Careful calculation of time is a must when travelling, especially when visiting famous landmarks and places. I say that because when we visited Prague’s Wenceslas square, it was a lovely morning but the sun was on that part casting shadows, thus, our silhouette photos.
The square is part of the city centre recognized by UNESCO as a World Heritage site. The plaza has a very rich history having witnessed a number of demonstrations and gatherings. For one, it was in front of the Wenceslas monument where Alois Jirasek, Czech writer and Nobel Prize in Literature nominee, proclaimed the independence of Czechoslovakia in 1918.
Wenceslas square is lined up with many different establishments – we unfortunately didn’t go down further to take photos but the entire strip is composed of hotels, food establishments, offices and shops. What is most notable is the National Museum, designed by Czech architect Josef Schulz.
Here are some things you can do at Wenceslas Square:
- Explore the Square: Take a leisurely stroll along Wenceslas Square and soak up the vibrant atmosphere.

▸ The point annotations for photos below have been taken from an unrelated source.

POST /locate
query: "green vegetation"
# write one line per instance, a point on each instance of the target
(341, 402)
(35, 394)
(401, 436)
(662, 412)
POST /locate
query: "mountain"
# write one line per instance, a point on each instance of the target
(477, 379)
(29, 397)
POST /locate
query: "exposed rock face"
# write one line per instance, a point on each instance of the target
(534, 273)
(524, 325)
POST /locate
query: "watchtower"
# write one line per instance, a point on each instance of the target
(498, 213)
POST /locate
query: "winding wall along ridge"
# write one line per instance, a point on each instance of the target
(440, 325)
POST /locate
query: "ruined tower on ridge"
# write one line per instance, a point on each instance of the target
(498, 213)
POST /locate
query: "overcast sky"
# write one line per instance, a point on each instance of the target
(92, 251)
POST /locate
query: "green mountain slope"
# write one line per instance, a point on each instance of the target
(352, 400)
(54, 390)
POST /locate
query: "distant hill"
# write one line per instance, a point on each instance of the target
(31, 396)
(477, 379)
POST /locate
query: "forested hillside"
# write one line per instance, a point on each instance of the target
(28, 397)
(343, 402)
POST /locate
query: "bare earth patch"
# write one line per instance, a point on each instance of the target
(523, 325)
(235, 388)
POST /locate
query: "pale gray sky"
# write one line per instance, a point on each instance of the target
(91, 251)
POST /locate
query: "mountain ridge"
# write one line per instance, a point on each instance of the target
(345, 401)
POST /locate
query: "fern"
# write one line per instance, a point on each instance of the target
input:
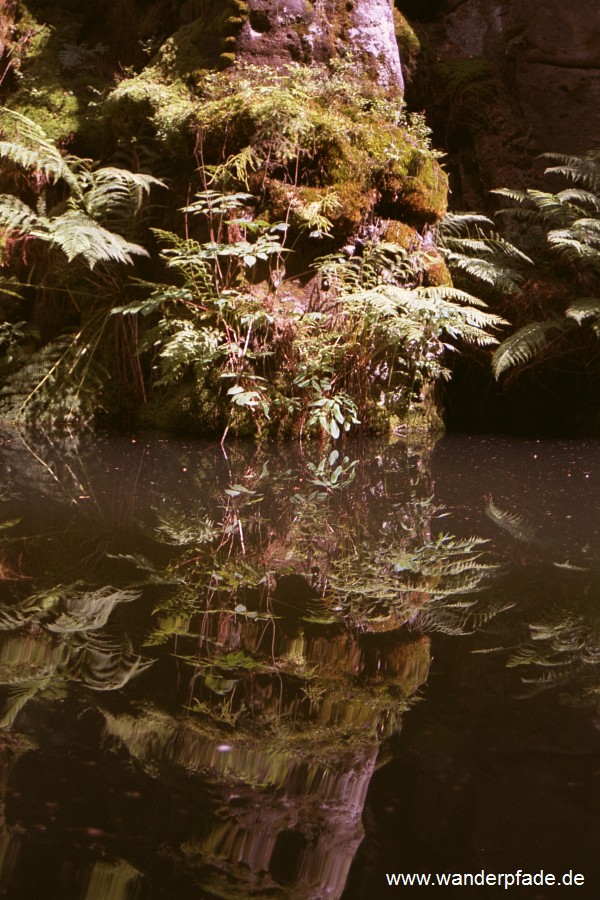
(77, 235)
(101, 207)
(525, 344)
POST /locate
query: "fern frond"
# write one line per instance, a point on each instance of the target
(503, 279)
(580, 197)
(16, 215)
(78, 235)
(456, 224)
(579, 169)
(584, 308)
(114, 196)
(524, 344)
(32, 149)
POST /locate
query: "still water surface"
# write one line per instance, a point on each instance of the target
(282, 674)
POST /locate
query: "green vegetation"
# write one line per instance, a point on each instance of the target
(228, 341)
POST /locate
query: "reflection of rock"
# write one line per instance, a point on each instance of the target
(285, 818)
(292, 792)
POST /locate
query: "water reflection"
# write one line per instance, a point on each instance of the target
(202, 657)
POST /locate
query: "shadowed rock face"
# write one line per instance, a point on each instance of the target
(305, 31)
(509, 79)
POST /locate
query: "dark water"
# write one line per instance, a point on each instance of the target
(281, 675)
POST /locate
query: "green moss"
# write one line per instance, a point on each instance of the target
(402, 234)
(417, 194)
(437, 274)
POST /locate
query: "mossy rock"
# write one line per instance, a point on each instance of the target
(56, 94)
(402, 234)
(346, 206)
(436, 273)
(418, 196)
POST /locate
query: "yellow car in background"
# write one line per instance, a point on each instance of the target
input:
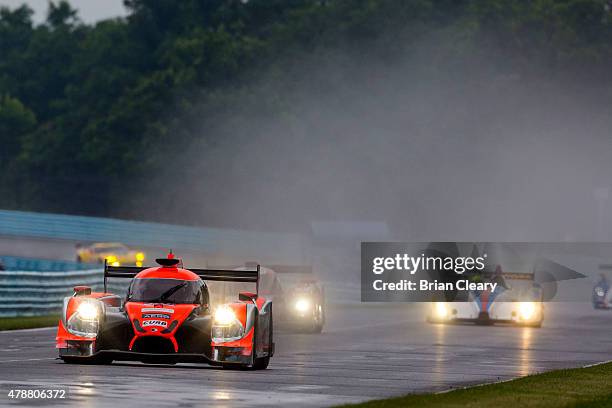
(116, 254)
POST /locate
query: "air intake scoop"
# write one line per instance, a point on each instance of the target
(169, 261)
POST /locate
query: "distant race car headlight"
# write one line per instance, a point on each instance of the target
(303, 305)
(85, 321)
(527, 310)
(441, 310)
(226, 326)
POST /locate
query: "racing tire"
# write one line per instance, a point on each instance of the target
(261, 363)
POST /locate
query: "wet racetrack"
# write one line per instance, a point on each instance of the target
(364, 353)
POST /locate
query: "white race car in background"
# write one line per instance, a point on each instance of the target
(517, 299)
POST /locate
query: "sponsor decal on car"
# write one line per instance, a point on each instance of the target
(161, 323)
(156, 316)
(157, 310)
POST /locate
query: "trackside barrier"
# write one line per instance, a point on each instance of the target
(16, 263)
(33, 293)
(282, 247)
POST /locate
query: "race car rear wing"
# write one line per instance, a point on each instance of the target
(518, 275)
(296, 269)
(225, 275)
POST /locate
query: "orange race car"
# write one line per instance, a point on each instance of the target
(167, 318)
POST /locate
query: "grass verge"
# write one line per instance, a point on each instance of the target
(16, 323)
(577, 388)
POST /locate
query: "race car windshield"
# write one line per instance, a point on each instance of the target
(164, 291)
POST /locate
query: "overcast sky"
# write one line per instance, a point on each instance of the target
(89, 10)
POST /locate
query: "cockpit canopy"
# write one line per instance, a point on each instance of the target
(160, 290)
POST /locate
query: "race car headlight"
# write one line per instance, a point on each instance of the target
(87, 311)
(303, 305)
(85, 321)
(224, 316)
(527, 310)
(441, 310)
(226, 326)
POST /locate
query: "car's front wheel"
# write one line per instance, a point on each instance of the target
(261, 363)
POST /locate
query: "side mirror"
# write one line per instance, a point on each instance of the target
(247, 296)
(82, 290)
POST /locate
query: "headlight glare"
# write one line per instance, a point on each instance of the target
(302, 305)
(87, 311)
(527, 310)
(224, 316)
(441, 310)
(226, 326)
(85, 320)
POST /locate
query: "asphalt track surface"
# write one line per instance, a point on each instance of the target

The square is lined with shops, cafes, restaurants, and historical buildings, making it a great place for people-watching and enjoying the lively street scene.
- Visit the National Museum: Located at the top end of Wenceslas Square, the National Museum is a prominent cultural institution in Prague. The museum houses a vast collection of art, artifacts, and exhibits that showcase Czech history, culture, and natural sciences.

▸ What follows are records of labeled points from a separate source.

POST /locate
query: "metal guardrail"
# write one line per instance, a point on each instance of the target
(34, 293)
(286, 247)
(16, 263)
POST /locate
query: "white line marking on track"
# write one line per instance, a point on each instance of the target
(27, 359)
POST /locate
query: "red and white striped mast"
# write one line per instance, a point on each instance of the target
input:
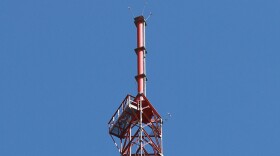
(136, 126)
(141, 54)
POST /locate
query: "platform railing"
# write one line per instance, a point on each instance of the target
(129, 99)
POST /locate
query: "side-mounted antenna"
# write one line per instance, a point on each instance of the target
(148, 16)
(130, 9)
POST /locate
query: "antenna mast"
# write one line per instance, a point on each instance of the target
(136, 126)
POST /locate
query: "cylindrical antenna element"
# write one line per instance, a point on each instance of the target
(140, 51)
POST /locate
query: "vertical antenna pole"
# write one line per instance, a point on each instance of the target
(140, 51)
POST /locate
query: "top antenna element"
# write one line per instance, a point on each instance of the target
(143, 10)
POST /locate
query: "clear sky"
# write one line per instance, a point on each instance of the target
(66, 65)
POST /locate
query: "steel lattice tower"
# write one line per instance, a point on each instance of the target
(136, 126)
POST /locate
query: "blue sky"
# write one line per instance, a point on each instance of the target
(65, 66)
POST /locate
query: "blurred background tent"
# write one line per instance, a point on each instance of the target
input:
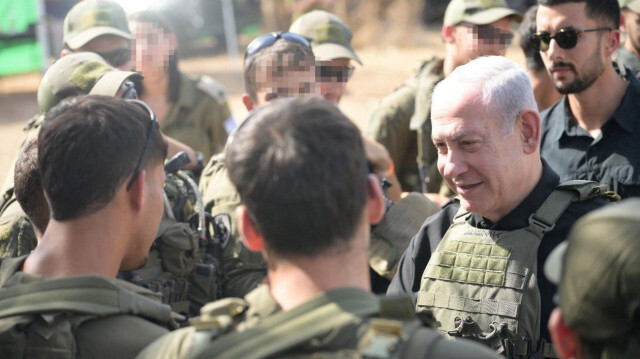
(23, 43)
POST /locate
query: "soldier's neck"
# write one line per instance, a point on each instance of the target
(294, 282)
(77, 247)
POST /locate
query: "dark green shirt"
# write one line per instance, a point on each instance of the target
(612, 159)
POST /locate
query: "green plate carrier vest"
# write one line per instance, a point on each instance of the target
(482, 284)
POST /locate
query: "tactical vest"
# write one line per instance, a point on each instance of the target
(482, 284)
(386, 327)
(40, 319)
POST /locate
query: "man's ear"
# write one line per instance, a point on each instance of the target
(565, 340)
(613, 42)
(375, 201)
(529, 127)
(136, 192)
(448, 34)
(248, 102)
(250, 234)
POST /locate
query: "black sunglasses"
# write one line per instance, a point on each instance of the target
(268, 40)
(565, 38)
(117, 57)
(340, 73)
(152, 124)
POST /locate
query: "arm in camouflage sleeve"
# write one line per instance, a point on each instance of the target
(242, 269)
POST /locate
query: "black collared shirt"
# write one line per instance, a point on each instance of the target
(415, 258)
(612, 159)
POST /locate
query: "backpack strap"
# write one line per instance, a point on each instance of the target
(286, 330)
(545, 218)
(94, 295)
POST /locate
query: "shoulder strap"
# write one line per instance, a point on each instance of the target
(286, 330)
(88, 294)
(545, 218)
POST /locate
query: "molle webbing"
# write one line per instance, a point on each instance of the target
(287, 330)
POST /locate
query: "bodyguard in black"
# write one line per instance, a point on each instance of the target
(415, 259)
(592, 132)
(613, 158)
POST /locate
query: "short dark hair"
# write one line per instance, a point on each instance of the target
(531, 51)
(88, 147)
(605, 10)
(279, 55)
(28, 187)
(300, 168)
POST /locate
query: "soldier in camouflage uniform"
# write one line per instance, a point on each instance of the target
(401, 121)
(316, 245)
(597, 270)
(191, 110)
(62, 300)
(74, 74)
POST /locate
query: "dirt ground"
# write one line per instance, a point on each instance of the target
(383, 70)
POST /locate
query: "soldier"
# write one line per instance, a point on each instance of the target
(98, 26)
(330, 40)
(75, 74)
(401, 123)
(191, 110)
(592, 132)
(546, 95)
(629, 55)
(63, 299)
(281, 65)
(598, 270)
(294, 162)
(474, 263)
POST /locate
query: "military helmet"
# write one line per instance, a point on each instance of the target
(80, 73)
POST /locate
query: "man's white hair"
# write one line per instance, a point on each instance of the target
(503, 87)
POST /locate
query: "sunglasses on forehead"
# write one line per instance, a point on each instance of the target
(153, 123)
(268, 40)
(565, 38)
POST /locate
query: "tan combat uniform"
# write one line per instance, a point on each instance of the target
(86, 316)
(345, 323)
(402, 123)
(200, 117)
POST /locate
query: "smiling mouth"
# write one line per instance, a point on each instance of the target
(465, 189)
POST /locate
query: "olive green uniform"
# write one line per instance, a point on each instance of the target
(345, 322)
(402, 123)
(244, 270)
(86, 316)
(200, 117)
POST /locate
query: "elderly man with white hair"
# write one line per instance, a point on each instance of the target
(474, 264)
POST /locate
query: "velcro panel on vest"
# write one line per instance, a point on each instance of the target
(469, 305)
(479, 263)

- Admire the Statue of Saint Wenceslas: At the top of Wenceslas Square, you’ll find a grand statue of Saint Wenceslas mounted on a horse, the patron saint of Bohemia. . This statue is an important symbol of Czech history and is often a meeting point for locals and tourists.
The monument was sculpted by Josef Václav Myslbek in 1887–1924. There are a number statues surrounding Saint Wenceslas representing other saints (St. Adalbert, St. Ludmila, St. Prokop and St. Agnes of Bohemia). Pardon, I don’t have a photo of his supposed face in a good angle. :/
- Shopping: Wenceslas Square is home to numerous shops and boutiques where you can indulge in some retail therapy. You’ll find a variety of fashion stores, souvenir shops, bookstores, and more. It’s a great place to pick up Czech souvenirs and traditional crafts.
- Enjoy Czech Cuisine: Wenceslas Square has plenty of restaurants, cafes, and bars where you can savor Czech cuisine. Sample local specialties such as goulash, svíčková (marinated beef with creamy sauce), trdelník (a traditional sweet pastry), or try a traditional Czech beer.
- Experience the Nightlife: Wenceslas Square comes alive at night with its vibrant nightlife scene. You’ll find bars, clubs, and music venues where you can enjoy live music, DJ performances, and dance the night away.
- Attend Events and Festivals: Wenceslas Square often hosts various events, concerts, and festivals throughout the year. Keep an eye out for cultural performances, markets, and celebrations taking place on the square during your visit.
Looking at it, the neoclassical make of the building resembles Vienna’s own twin museums of Natural history and Art history. As mentioned above, timing is a good thing to consider…we came earlier than 8 in the morning, we weren’t able to peak inside the museum – still closed – and so we missed seeing the collection of artifacts on display.
Remember to take in the architectural beauty of the buildings surrounding the square, including the historic facades and Art Nouveau elements. Wenceslas Square is a central hub in Prague, offering a mix of history, culture, entertainment, and culinary delights, making it a must-visit destination for travelers exploring the city.